The Morada division will be run by a president who reports to Hutchinson. A president has been selected and is a “seasoned leader” in senior housing, and Discovery will soon announce the appointment, according to Hutchsinon.

The division will function in some ways as an autonomous regional provider, with its own management team and human resources and other business functions; but, the parent company will act as a support center, providing access to resources that regional operators typically do not have, such as an in-house marketing agency, a development group, a legal team, and a licensed home health provider.

Going forward, Discovery intends to create similar regionally-based divisions in other parts of the country, and work is already underway.

“We do have a couple brands that are expected to go into a full divisional construct over the next 12 months,” Hutchinson said.

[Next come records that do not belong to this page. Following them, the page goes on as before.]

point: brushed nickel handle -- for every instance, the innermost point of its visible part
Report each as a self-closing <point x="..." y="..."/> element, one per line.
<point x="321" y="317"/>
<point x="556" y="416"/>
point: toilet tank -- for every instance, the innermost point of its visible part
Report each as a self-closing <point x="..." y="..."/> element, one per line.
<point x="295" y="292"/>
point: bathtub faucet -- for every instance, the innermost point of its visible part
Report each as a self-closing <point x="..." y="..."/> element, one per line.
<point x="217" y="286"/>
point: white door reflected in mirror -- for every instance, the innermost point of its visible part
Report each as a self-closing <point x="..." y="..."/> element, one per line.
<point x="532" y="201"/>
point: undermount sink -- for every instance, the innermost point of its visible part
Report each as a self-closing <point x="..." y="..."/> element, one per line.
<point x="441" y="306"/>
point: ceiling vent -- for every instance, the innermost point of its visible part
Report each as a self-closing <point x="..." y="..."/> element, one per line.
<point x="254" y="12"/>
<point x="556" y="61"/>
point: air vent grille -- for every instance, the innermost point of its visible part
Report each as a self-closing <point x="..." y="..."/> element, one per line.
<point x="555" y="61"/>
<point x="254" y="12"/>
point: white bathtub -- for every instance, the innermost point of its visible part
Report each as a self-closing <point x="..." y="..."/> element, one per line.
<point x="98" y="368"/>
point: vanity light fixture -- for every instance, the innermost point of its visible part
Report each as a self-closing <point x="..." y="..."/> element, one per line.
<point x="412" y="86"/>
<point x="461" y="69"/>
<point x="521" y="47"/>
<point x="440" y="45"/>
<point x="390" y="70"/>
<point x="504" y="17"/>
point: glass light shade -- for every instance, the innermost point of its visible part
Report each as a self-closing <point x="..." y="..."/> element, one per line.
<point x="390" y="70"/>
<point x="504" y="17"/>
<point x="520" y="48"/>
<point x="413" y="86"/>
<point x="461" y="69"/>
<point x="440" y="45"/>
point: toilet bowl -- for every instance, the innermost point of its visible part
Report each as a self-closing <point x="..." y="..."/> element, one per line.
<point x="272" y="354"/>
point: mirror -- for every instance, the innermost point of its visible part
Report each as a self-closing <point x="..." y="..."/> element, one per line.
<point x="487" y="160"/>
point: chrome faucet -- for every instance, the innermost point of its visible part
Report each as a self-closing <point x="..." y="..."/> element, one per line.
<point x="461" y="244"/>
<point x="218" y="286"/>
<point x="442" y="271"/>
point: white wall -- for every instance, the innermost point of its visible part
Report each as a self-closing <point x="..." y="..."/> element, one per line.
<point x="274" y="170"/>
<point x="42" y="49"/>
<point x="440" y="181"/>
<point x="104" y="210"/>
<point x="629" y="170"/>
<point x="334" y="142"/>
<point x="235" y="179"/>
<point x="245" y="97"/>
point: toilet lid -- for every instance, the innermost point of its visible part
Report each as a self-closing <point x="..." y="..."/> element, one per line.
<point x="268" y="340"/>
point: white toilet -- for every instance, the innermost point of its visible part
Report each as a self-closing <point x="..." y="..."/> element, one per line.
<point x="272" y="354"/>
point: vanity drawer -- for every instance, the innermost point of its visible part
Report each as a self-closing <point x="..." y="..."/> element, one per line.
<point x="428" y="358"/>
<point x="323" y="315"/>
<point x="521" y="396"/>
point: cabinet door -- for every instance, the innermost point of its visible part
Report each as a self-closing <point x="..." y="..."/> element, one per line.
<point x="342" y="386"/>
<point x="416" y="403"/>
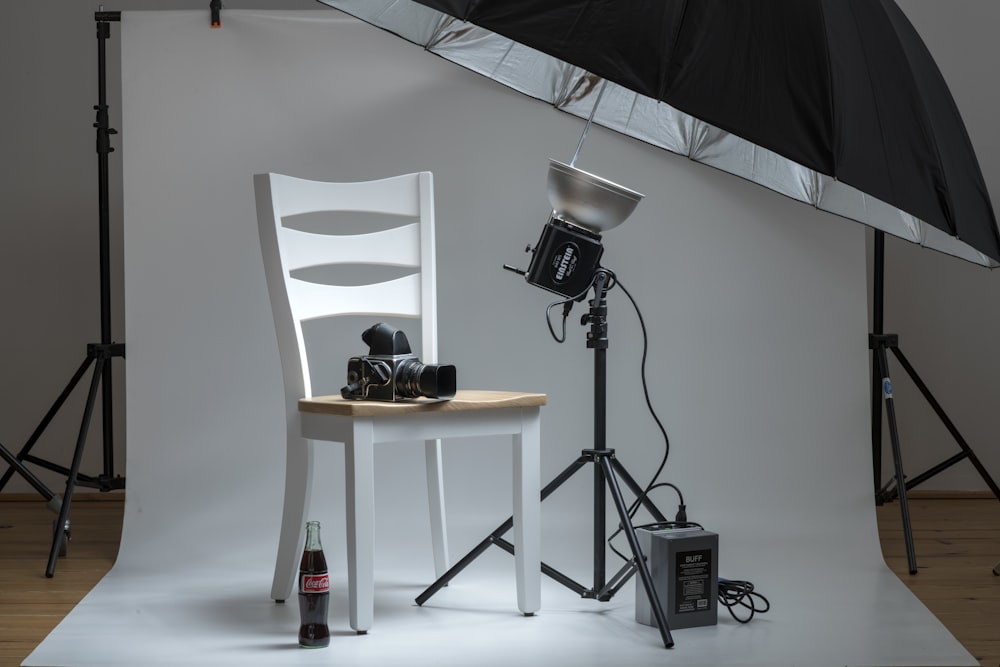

Discovery will also continue to operate national brands. A community is a good candidate for a national brand if it is a higher-end product with a larger scale in a primary market.

Among Discovery’s national brands are:

— The Discovery Village brand of rental continuum communities

— The Discovery Commons brand of assisted living and memory care buildings that are typically larger than 100 units

— The Discovery Place brand, under which Discovery is creating a new product of senior apartments with services

— Discovery Select brands, which are higher-end communities in primary markets that operate under naming constructs, such as Aston Gardens, that do not include Discovery

In the future, it is possible that a regional brand and a national brand could both have a presence in the same metropolitan area, but they will be serving different parts of the market, Hutchinson said.

Other senior living providers — including Atria; Lake Oswego, Oregon-based Eclipse Senior Living; and Chicago-based Pathway to Living, to name a few — are also moving toward multi-brand portfolios. Mississauga, Ontario-based Revera, the parent company of Sunrise Senior Living, also could go down the multi-brand route, CEO Tom Wellner recently said.

Leaders with these companies have cited similar reasons as Hutchinson for pursuing this strategy. They aim to serve different market segments by balancing the advantages of scale with more focused operational teams.

Hutchinson explained the difficulties in trying to find the “unicorn person” who can run both a large continuing care retirement community and a health care-focused, 60-unit building in a secondary market. Separating those very different types of assets into distinct brands that are run by leaders with specialized skill sets simply makes sense, he said.

“The thesis is simple,” he said. “… We plan on continuing to make smart transactions as opportunities present themselves, but we are focused on making sure that whatever the acquisition is, it finds a home either as a Discovery national brand or one of our regional brands.”